On Thursday, the United States Department of Justice filed a statement of interest before the court and alleged the school of rating applicants of Asian-American origin lower on leadership and ability scores.
“The record in evidence demonstrates that Harvard’s race-based admissions process significantly disadvantages Asian-American applicants compared to applicants of other racial groups— including both white applicants and applicants from other racial minority groups,” the Justice Department filing reads.
The prestigious university was sued in 2014 by Students for Fair Admissions (SFFA) for allegedly preferring whites, blacks and Hispanics at the expense of more deserving Asian American students.
In June, the organization filed documents in a Massachusetts federal court indicating that the university had analyzed the admissions policy in 2013.
Last month, the school dismissed the analysis as “deeply flawed” based on “cherry picked” documents and says the organization has no proof of discrimination against it.

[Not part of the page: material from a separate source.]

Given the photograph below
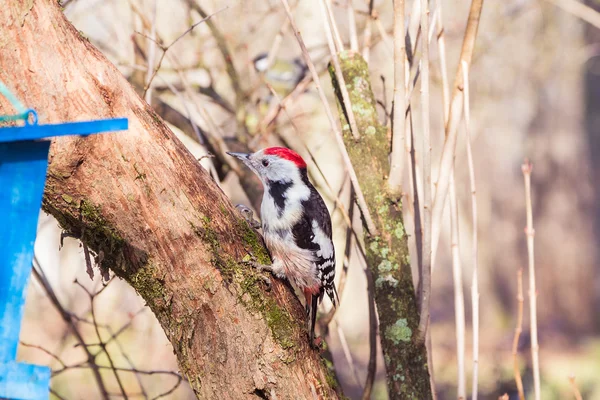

“Students for Fair Admissions is gratified that, after careful analysis of the evidence submitted in this case, the US Department of Justice has concluded Harvard’s admissions policies are in violation of our nation’s civil rights laws,” said Fair Admissions president, Edward Blum.
“We look forward to having the gravely troubling evidence that Harvard continues to keep redacted disclosed to the American public in the near future,” he added.
The latest filing by the Justice Department strengthens the position of Fair Admissions in the case which is scheduled to go to trial on October 15 later this year.